Hailey retint sa respiration pendant huit longues secondes, tâchant de choisit la meilleure option, mais fut interrompue dans sa réflexion par un souffle de vent glacial causé par Kent – qui d'autre ? - qui venait de jeter la veste de la garde une dizaine de mètres plus loin. L'adolescente se recroquevilla sur le sol, tentant de garder le peu de chaleur que la veste lui avait donnée, mais l'homme tira son bras brusquement et elle se releva à grand peine, plus tremblante que jamais.

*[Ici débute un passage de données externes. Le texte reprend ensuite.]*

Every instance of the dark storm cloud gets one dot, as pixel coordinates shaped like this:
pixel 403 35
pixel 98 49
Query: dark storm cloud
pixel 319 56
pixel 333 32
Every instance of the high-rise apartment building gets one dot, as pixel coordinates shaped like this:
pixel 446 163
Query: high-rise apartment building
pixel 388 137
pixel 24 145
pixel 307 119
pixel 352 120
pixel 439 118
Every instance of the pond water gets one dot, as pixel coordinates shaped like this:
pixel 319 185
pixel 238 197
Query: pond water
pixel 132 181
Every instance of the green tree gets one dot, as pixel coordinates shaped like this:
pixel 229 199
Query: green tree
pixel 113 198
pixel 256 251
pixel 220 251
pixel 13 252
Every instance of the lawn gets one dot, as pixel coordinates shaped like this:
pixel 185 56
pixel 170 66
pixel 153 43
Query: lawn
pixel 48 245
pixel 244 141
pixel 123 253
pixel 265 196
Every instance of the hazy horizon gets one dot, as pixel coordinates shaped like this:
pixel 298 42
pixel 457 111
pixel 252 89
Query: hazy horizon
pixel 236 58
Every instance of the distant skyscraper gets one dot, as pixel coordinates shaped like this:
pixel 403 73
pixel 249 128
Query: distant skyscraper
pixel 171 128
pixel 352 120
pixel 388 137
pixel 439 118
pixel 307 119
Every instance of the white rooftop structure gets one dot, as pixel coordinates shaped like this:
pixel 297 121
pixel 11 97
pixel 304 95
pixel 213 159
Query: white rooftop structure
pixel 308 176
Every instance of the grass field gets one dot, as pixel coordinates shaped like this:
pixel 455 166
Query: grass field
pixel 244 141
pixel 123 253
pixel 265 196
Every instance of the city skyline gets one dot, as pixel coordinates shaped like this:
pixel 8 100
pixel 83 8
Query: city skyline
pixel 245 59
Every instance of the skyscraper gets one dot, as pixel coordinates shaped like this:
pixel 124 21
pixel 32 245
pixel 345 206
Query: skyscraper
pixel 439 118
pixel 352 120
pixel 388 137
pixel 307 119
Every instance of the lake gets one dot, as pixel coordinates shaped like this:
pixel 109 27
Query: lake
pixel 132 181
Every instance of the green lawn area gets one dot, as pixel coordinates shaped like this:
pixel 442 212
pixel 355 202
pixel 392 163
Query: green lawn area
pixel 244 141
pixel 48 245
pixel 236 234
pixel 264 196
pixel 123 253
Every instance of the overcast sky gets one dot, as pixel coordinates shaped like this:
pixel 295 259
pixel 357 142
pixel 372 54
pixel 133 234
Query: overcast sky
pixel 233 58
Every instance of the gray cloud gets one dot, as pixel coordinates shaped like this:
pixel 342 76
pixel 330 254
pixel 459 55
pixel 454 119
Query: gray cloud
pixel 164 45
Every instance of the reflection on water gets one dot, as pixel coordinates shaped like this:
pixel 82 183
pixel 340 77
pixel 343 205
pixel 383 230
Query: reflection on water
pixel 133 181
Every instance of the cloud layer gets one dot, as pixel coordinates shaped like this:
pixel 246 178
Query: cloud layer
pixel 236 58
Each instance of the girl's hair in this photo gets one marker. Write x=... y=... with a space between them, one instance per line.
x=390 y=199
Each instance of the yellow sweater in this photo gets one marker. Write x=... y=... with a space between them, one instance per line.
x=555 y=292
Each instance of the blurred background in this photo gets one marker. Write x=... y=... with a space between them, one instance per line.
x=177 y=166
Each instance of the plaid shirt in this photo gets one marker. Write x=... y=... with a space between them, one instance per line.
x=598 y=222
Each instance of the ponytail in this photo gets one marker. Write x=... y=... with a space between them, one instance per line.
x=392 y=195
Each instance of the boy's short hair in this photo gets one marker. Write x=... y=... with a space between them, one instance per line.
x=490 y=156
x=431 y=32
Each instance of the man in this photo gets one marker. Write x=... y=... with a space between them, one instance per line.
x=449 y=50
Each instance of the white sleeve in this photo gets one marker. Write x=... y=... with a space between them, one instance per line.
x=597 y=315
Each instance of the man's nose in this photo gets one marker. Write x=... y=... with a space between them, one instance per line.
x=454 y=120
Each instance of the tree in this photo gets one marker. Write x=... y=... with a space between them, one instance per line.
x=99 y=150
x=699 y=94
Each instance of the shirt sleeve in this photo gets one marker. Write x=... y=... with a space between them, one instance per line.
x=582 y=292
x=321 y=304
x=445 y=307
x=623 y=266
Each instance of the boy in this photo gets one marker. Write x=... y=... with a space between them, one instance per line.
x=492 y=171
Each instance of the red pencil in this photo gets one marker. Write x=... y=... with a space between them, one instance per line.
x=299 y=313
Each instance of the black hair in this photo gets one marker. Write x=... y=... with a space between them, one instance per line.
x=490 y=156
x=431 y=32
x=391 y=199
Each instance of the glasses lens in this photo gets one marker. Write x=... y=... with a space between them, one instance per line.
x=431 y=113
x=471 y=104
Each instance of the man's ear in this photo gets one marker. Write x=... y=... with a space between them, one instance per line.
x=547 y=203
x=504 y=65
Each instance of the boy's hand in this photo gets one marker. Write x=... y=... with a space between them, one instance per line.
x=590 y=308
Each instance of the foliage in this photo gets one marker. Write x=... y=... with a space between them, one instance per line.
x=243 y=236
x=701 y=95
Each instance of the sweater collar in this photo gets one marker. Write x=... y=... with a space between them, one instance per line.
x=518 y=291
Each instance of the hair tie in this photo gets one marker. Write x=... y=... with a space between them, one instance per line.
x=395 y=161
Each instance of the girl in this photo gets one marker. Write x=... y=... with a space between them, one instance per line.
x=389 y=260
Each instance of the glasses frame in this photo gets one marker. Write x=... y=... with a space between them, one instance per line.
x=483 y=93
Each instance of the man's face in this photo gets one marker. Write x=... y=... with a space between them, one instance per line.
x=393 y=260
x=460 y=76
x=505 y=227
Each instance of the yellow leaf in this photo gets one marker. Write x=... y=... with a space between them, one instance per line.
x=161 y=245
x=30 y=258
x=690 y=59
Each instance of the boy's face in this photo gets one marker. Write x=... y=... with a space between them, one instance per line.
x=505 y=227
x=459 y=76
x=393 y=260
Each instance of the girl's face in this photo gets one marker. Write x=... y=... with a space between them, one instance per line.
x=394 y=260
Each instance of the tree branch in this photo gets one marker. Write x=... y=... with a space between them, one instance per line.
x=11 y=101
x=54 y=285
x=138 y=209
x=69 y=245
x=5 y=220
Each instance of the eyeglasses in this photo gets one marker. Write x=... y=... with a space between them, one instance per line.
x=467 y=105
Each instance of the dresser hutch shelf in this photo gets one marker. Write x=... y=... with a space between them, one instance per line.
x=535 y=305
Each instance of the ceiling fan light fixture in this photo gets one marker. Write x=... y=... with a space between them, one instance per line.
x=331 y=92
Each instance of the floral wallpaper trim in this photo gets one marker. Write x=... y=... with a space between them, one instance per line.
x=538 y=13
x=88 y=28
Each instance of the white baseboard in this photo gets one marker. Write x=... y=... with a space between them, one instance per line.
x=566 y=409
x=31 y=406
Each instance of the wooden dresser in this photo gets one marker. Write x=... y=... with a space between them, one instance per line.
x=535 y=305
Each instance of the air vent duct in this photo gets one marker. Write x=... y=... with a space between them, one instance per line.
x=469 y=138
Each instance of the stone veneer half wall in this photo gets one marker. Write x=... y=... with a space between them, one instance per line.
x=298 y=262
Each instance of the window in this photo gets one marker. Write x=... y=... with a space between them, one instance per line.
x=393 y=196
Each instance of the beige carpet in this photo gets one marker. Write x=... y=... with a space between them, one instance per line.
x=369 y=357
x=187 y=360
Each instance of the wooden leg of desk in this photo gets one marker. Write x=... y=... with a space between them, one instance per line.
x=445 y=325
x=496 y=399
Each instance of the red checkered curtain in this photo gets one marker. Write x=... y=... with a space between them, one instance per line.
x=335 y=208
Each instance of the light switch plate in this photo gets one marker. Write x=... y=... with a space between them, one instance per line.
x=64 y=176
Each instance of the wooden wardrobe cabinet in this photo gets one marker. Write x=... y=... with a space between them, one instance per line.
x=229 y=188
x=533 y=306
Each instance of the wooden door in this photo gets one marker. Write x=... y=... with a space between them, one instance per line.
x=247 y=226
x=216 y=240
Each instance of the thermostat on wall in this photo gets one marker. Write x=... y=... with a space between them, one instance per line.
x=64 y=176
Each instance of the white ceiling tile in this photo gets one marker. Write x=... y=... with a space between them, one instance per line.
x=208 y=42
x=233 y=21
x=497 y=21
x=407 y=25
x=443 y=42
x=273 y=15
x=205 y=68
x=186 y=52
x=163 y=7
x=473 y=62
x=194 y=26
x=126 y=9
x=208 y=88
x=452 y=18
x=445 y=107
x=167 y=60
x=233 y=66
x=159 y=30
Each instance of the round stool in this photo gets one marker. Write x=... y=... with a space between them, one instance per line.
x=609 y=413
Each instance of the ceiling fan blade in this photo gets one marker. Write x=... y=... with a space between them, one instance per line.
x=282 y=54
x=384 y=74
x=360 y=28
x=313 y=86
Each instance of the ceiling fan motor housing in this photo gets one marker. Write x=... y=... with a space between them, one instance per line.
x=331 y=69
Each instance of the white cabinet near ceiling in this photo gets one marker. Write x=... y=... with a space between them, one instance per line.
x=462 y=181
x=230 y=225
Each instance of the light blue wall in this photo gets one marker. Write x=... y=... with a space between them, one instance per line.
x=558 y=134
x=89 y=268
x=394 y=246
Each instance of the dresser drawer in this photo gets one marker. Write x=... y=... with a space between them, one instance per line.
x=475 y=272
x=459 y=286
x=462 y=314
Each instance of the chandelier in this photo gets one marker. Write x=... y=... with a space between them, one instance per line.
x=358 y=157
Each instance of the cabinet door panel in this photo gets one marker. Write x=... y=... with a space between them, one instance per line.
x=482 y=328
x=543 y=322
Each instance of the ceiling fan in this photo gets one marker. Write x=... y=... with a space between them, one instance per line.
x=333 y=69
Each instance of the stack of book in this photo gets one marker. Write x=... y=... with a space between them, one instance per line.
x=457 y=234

Sa vision était encore trouble mais elle voyait vaguement Kent, qui tenait encore son bras, et la silhouette inerte de Maeve un peu plus loin. Complètement immobile. C'était probablement parce qu'elle était encore sous l'effet du sédatif. Du moins, c'était ce qu'espérait Hailey. Mais peut-être qu'elle était morte, après tout. Elle n'aurait même pas du s'en inquiéter. Maeve se fichait clairement d'elle, alors pourquoi ne pourrait-elle pas en faire de même ?
— Ce n'est pas mon amie, grommela alors la jeune fille
Elle s'adressait autant à Kent qu'au possible cadavre de Maeve mais elle ne put s'opposer à l'étrange culpabilité qui l'envahit.

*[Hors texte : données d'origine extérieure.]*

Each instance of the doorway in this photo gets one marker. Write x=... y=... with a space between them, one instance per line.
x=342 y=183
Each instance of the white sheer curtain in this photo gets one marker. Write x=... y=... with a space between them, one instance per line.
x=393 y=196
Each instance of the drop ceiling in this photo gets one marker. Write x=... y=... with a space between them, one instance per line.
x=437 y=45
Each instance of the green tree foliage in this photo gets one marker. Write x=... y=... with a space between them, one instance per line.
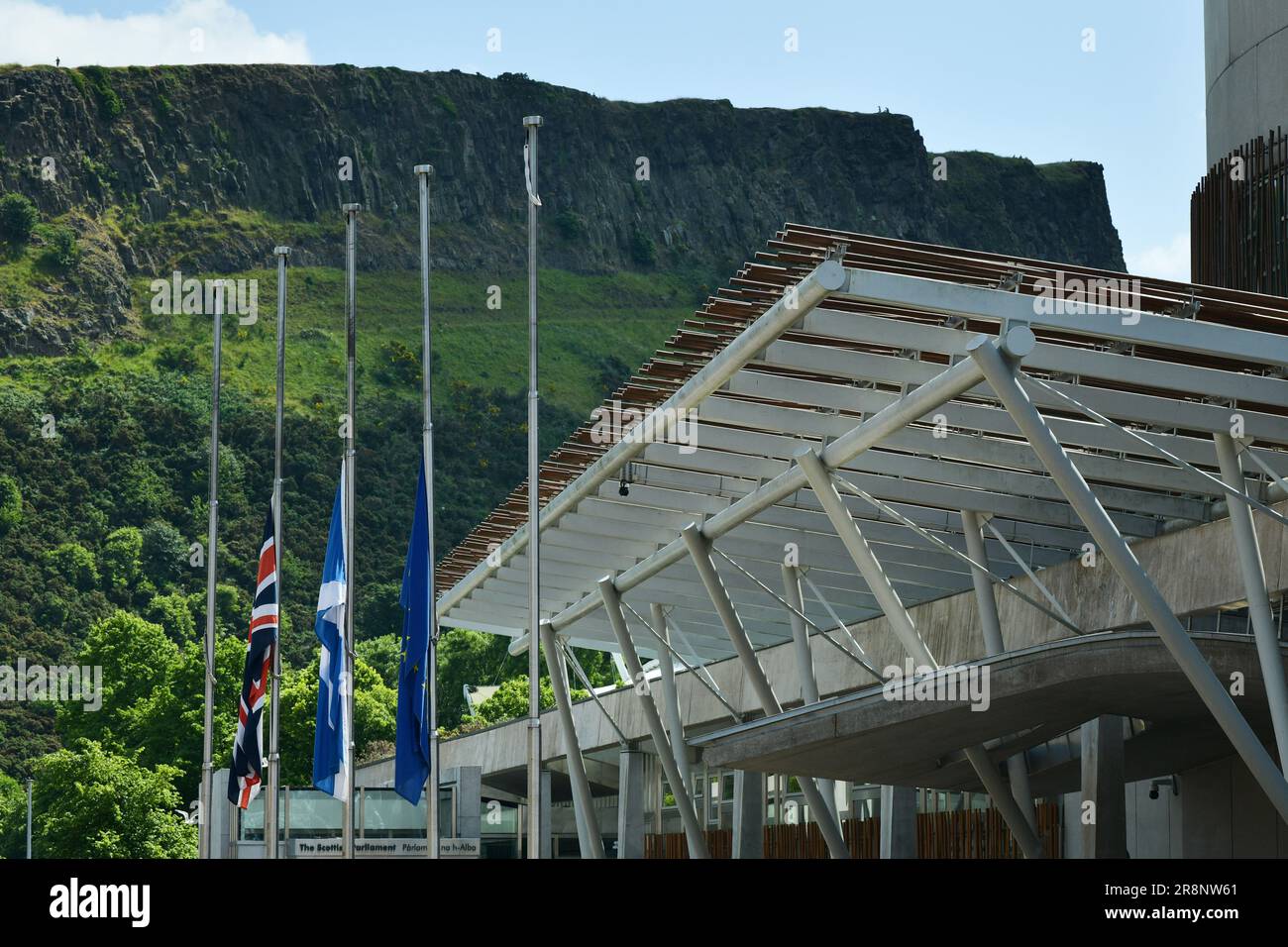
x=120 y=560
x=163 y=554
x=378 y=611
x=73 y=564
x=63 y=248
x=510 y=701
x=384 y=656
x=11 y=504
x=134 y=655
x=18 y=219
x=91 y=802
x=171 y=612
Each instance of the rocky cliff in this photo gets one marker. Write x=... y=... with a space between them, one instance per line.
x=200 y=166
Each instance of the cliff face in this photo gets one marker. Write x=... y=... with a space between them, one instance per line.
x=168 y=158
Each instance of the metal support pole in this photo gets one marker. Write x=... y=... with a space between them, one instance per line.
x=351 y=215
x=699 y=551
x=426 y=436
x=670 y=696
x=532 y=123
x=805 y=663
x=1017 y=767
x=1001 y=375
x=205 y=800
x=665 y=754
x=590 y=840
x=270 y=800
x=1254 y=590
x=901 y=622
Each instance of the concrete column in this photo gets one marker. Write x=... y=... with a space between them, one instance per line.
x=670 y=696
x=1017 y=767
x=546 y=817
x=469 y=801
x=748 y=814
x=1104 y=822
x=630 y=804
x=1254 y=587
x=805 y=664
x=898 y=822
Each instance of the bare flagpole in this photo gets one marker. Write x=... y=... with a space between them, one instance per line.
x=532 y=123
x=351 y=214
x=423 y=175
x=273 y=745
x=206 y=800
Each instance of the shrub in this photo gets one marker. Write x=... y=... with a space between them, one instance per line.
x=11 y=504
x=18 y=218
x=63 y=248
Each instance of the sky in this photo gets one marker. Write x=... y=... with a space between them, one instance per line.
x=1115 y=81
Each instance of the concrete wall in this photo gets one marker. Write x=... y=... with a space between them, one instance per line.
x=1153 y=825
x=1196 y=570
x=1245 y=46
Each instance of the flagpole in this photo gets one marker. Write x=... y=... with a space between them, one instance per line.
x=205 y=799
x=273 y=745
x=426 y=436
x=351 y=213
x=532 y=123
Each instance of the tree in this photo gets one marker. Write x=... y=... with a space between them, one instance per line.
x=378 y=611
x=171 y=612
x=63 y=248
x=384 y=656
x=120 y=558
x=18 y=218
x=469 y=657
x=375 y=710
x=13 y=817
x=165 y=553
x=90 y=802
x=136 y=657
x=73 y=564
x=11 y=504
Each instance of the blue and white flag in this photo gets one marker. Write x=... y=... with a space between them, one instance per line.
x=411 y=750
x=331 y=737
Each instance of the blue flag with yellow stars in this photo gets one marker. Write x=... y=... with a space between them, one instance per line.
x=411 y=755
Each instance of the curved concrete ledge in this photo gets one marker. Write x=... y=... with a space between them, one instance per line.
x=864 y=737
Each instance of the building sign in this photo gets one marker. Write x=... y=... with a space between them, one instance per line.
x=362 y=848
x=459 y=848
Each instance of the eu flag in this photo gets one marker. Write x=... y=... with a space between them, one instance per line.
x=411 y=754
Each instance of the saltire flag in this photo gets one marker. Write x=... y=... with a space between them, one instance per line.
x=331 y=737
x=411 y=753
x=245 y=777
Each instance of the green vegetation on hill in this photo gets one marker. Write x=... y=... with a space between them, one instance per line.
x=106 y=460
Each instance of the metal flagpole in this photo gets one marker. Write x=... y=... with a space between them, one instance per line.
x=205 y=800
x=532 y=123
x=273 y=745
x=351 y=215
x=423 y=175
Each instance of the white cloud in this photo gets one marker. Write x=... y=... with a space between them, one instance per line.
x=184 y=33
x=1164 y=261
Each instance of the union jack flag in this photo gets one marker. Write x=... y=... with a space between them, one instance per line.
x=246 y=774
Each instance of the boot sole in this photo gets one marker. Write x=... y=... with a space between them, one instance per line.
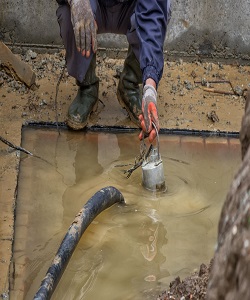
x=123 y=105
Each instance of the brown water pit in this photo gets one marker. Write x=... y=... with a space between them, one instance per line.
x=128 y=252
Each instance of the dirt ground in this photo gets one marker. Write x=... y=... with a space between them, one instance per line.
x=183 y=103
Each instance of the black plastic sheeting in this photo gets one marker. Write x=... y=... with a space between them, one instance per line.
x=123 y=129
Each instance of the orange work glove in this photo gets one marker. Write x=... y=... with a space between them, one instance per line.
x=84 y=25
x=149 y=113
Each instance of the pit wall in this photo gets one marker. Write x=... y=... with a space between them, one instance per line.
x=213 y=28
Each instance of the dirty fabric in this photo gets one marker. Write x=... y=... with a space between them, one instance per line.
x=144 y=22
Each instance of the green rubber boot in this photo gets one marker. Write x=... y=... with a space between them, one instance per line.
x=129 y=92
x=86 y=99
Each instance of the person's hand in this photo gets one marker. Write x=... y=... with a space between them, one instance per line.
x=149 y=113
x=84 y=26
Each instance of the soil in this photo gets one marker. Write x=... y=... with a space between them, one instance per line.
x=183 y=103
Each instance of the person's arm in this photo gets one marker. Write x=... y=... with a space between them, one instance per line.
x=151 y=18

Elle serra les dents puis soupira, se résignant à accepter ce que son esprit tentait maladroitement de reléguer au fin fond de ses pensées.
Peut-être que Maeve ne voulait pas d'amis.

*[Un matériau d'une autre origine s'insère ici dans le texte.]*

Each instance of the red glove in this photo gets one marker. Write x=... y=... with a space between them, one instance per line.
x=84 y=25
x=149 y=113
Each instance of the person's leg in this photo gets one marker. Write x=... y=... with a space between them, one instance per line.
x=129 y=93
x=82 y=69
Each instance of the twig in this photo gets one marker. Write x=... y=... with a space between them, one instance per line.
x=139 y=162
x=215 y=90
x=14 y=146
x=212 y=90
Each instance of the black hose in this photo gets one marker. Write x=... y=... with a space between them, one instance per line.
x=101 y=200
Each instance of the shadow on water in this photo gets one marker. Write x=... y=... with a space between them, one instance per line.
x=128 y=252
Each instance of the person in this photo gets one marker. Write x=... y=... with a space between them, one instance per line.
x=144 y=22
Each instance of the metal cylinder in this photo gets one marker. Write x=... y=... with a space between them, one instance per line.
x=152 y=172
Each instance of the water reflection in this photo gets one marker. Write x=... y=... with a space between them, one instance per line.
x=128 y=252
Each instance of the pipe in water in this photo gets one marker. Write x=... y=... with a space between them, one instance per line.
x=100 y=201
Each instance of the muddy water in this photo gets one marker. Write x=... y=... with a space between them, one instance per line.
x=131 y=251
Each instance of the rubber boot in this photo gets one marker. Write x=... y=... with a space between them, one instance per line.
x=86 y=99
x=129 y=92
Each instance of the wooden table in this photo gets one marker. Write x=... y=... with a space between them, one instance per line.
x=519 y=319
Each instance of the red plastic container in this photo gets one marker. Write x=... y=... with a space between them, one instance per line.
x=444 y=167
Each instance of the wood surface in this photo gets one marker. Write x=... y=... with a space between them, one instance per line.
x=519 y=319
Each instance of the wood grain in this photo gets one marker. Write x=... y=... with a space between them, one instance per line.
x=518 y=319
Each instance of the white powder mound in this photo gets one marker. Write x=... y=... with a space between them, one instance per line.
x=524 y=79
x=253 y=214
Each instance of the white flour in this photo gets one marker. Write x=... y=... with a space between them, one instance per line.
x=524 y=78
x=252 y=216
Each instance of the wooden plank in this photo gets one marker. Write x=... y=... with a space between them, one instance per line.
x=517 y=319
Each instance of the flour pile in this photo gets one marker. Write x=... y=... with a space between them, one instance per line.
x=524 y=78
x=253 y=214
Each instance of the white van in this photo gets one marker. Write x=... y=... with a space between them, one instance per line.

Peut-être qu'elle avait envie d'étrangler Hailey dès qu'elle lui adressait la parole.
Mais tant pis, elle devait quand même essayer. De toute manière, si elles étaient envoyées ensemble dans un autre monde, elles seraient bien obligées de s'entraider, alors autant commencer maintenant.
Elle esquissa un mouvement pour vérifier si Maeve était toujours en vie, et celle-ci lui répondit en se redressant brusquement, comme éveillée d'un cauchemar. Son regard fit des allers-retours entre Hailey et Kent puis elle se releva lentement en commençant à frissonner.
— Ça va ? lui demanda Hailey avant de fermer les yeux, certaine d'une réponse cinglante
— Auss-ssi b-bien que t- que toi, lui sourit cependant l'adolescente
— Tu viens de quelle région, pour résister si mal au froid ?
— Okun-no...
Hailey mit quelques secondes à saisir l'illogisme de sa phrase. Okuno ? Impossible. Une fille d'Okuno n'aurait pas les lèvres bleues après quelques minutes de froid.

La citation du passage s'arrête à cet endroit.